Noa Kirel performs on stage during the 70th Miss Universe Competition on December 13, 2021 in Eilat. (Benjamin Askinas/Miss Universe)

“I think she’s amazing, I think she’s going to be very successful in the US, I think she’s on the cusp between being local to being international,” said Blecher on Sunday, adding that he had to work to convince the American organizers of Miss Universe to come on board. “She’s not known, she’s semi-known now, and Fox fell in love with her, and we got approval, but I really believed in her opening the show — having an Israeli act open.”

Well-known pop singer Harel Skaat — whose husband is Deputy Foreign Minister Idan Roll — also performed at the show, singing a Hebrew, Arabic and English-language cover of Leonard Cohen’s “Hallelujah” with Valerie Hamaty, a Christian Arab Israeli singer who became famous on this year’s season of Israel’s “Rising Star,” and religious Jewish Israeli performer Narkis.

South Africa’s Lalela Mswane, from left, India’s Harnaaz Sandhu and Paraguay’s Nadia Ferreira advance to the top 3 during the 70th Miss Universe pageant, Monday, Dec. 13, 2021, in Eilat, Israel. (AP Photo/Ariel Schalit)

With the Omicron COVID variant shutting down air travel and limiting entry into Israel, the local audience was thin, with the 4,000-seat hall more than half empty by the end of the show. Sandhu told reporters following her win that her family was unable to be with her at the competition due to the restrictions.

A considerable portion of the audience was made up of fans from the Philippines — who make up a large percentage of foreign workers in Israel — who cheered raucously as Miss Philippines Beatrice Luigi Gomez advanced to the top 16, the top 10 and then the top 3. Host Harvey appeared somewhat bemused, commenting: “I thought we were in Israel.”

The sparse local attendance in the hall hosting the 70th Miss Universe competition in Eilat on December 13, 2021. (Amy Spiro)

Israel’s own competitor, Noa Cochva — who fell ill shortly before the live broadcast but recovered in time to take part — did not advance to the final 16.

Many contestants were subject to calls to boycott the competition since it was being held in Israel. South Africa withdrew its support from its competitor — who ultimately placed third — over her refusal to pull out of the contest. A handful of nations did not take part in this year’s contest, mostly citing COVID restrictions and the short timing.
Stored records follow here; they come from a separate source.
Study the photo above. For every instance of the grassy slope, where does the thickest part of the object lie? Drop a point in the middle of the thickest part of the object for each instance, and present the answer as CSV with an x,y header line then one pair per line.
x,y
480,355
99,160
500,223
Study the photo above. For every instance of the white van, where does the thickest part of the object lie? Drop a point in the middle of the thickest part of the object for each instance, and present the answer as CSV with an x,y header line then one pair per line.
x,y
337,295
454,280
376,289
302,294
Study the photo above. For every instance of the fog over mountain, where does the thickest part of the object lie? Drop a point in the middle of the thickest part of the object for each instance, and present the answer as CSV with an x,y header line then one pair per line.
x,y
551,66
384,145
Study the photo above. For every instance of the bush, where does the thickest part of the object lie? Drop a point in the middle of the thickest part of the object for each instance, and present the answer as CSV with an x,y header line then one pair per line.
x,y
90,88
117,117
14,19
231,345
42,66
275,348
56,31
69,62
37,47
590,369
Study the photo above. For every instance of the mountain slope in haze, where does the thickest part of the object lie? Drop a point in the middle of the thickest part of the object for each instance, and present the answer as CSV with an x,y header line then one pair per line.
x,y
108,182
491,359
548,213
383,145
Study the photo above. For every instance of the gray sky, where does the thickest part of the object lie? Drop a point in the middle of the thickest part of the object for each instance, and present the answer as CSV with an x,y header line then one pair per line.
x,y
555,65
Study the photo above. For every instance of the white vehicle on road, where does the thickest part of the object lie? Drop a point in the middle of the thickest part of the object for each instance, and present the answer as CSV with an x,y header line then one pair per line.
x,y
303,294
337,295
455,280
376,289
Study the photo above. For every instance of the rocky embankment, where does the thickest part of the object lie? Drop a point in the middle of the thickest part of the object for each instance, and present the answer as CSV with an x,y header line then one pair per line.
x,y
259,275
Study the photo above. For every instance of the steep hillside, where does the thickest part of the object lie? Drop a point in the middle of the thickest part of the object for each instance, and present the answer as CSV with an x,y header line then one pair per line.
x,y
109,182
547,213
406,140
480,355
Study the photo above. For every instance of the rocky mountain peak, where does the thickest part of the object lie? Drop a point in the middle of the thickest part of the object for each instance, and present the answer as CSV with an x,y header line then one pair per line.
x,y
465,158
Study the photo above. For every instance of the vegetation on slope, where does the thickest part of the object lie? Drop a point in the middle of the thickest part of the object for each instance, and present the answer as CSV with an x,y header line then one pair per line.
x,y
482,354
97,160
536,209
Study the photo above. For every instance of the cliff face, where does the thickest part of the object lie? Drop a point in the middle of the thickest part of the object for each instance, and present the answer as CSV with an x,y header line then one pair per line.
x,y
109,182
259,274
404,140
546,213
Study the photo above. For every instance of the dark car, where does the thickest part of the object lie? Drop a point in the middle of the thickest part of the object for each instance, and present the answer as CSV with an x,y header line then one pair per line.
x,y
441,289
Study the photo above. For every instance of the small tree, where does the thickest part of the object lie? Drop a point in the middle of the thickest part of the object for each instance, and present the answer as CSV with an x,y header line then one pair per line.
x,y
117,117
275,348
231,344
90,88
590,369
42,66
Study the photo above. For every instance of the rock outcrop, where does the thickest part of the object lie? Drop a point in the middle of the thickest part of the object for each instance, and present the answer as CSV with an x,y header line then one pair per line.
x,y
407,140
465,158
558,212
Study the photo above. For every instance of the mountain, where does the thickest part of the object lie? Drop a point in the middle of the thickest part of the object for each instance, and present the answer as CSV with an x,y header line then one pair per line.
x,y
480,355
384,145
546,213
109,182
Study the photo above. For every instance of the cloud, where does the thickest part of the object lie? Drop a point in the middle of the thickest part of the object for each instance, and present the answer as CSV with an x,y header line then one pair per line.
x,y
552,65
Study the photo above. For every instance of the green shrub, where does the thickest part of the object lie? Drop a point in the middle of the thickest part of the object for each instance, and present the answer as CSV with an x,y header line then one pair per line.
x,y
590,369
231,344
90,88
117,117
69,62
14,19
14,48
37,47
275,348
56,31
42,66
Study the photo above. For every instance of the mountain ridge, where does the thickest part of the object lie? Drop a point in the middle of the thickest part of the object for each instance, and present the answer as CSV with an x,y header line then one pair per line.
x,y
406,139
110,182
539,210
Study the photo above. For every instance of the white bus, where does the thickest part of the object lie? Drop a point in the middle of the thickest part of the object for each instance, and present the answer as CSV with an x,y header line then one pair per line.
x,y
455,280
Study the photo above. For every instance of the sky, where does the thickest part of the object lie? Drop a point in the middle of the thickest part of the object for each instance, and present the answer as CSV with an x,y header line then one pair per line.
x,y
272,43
One of those was Malaysia, which has competed in the competition almost every year for the past six decades. While Malaysia also cited COVID as the reason for canceling its own Miss Malaysia pageant, many observers speculated that the country’s refusal to recognize Israel was the real force behind the decision.

Nevertheless, Israel’s Tourism Ministry views the contest — broadcast to hundreds of millions of viewers in 172 countries — as a major win for tourism, PR and Israel’s image around the world.
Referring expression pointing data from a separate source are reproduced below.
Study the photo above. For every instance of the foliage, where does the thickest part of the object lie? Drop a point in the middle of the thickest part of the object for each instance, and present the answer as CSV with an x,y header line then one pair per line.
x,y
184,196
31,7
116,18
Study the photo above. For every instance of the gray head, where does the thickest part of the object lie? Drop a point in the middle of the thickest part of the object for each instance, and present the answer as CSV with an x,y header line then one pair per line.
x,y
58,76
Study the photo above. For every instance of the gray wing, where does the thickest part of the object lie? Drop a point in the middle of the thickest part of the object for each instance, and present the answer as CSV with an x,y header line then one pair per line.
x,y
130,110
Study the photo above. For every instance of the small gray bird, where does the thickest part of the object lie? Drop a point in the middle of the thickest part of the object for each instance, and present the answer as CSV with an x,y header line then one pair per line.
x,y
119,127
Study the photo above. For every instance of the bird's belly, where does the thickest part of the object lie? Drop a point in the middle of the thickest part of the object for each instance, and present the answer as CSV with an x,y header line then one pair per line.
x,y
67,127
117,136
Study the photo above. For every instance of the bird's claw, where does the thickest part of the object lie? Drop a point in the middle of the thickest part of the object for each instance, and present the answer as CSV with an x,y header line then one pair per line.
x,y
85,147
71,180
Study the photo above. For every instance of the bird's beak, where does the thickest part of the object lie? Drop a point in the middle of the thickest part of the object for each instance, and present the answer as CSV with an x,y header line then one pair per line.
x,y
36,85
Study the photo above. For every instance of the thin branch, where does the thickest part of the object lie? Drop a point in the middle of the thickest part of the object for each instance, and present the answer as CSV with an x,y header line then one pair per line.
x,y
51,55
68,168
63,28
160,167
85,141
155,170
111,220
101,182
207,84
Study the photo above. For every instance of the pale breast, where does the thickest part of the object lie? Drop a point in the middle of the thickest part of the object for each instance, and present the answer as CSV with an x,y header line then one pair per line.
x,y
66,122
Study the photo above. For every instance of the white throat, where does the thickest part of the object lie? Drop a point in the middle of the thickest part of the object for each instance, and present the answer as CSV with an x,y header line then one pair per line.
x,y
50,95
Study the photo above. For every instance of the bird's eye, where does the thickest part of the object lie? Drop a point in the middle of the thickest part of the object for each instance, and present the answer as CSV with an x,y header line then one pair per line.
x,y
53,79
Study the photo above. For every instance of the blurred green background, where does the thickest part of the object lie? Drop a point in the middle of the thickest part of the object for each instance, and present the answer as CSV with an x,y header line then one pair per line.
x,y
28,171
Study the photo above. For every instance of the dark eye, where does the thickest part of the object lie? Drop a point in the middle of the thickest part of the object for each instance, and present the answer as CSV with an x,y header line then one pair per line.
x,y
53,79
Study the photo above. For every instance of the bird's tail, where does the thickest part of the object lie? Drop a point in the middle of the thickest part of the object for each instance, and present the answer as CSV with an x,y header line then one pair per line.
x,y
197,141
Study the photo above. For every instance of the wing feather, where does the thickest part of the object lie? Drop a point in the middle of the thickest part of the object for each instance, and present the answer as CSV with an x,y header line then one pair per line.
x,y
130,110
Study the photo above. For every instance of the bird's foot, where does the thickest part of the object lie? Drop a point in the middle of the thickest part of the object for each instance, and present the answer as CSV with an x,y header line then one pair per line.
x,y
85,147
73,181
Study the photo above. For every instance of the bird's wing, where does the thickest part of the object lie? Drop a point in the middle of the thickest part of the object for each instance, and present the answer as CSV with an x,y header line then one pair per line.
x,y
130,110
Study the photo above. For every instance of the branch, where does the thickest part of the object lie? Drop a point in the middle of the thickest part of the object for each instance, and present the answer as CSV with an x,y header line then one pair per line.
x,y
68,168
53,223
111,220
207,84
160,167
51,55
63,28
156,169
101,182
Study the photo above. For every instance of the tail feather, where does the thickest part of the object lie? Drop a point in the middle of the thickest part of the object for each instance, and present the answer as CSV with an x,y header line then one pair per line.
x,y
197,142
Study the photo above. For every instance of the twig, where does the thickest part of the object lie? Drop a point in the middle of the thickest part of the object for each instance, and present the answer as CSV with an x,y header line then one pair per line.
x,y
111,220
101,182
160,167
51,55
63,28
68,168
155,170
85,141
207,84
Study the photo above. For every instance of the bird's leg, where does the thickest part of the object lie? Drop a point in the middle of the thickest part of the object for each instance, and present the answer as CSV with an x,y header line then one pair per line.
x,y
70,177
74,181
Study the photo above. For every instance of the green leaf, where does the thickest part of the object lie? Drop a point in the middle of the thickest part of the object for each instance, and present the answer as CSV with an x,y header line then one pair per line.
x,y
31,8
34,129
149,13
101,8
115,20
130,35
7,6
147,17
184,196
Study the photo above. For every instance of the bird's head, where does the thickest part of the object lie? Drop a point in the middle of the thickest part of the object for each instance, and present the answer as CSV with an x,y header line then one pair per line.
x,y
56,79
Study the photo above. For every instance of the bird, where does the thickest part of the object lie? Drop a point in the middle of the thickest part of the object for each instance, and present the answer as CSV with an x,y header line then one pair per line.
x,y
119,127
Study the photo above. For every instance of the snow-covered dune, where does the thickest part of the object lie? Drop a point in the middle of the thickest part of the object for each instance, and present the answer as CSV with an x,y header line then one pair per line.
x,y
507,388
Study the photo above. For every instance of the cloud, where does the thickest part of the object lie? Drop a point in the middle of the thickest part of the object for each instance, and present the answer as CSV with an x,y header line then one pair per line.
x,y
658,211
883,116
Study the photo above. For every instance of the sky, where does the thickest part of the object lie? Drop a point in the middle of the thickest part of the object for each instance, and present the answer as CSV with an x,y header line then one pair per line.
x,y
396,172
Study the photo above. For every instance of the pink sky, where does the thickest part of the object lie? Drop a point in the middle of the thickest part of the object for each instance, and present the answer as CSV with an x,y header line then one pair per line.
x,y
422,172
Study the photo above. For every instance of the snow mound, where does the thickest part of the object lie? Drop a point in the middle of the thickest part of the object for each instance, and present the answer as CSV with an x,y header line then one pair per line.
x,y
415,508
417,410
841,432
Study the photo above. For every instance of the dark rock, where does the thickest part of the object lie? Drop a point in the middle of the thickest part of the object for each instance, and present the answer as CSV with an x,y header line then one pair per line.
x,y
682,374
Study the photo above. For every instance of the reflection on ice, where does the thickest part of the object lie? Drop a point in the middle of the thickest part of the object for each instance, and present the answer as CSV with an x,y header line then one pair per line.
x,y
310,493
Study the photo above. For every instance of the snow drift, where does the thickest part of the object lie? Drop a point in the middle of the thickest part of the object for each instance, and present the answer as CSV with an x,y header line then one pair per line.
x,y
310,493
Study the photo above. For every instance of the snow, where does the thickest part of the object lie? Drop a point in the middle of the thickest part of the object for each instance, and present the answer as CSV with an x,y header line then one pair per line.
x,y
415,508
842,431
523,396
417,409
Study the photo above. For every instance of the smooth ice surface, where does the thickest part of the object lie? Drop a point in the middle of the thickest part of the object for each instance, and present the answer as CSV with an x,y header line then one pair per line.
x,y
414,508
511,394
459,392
In addition to the TV viewership, each of the 80 contestants is “posting on social media and posting stories to their social networks,” said Sara Salansky, the director of overseas marketing for the Tourism Ministry. Part of the ministry’s backing of the event, she said, was tied to the request “that we want all the candidates to travel in Israel and to be shooting photos of them traveling and meeting the people and the sites of Israel.”

Contestants of the 2021 Miss Universe pageant enjoy a sunny day on a beach at the Dead Sea on December 1, 2021. (Olivier Fitoussi/Flash90)

Images and video of their travels were incorporated into the live broadcast, showing the women visiting the Western Wall, speaking about their time in Israel and touring around the country.

Omecene said the decision to pick Israel was also tied to its diverse offerings and rich history.

“We look for host sites that provide a rich experience for our contestants,” she said, pointing to the women’s experience at “the Old City of Jerusalem, praying at the Western Wall, getting to bathe in the Dead Sea, going ATVing in the desert or swimming with dolphins in the Red Sea. It’s been a really great experience.”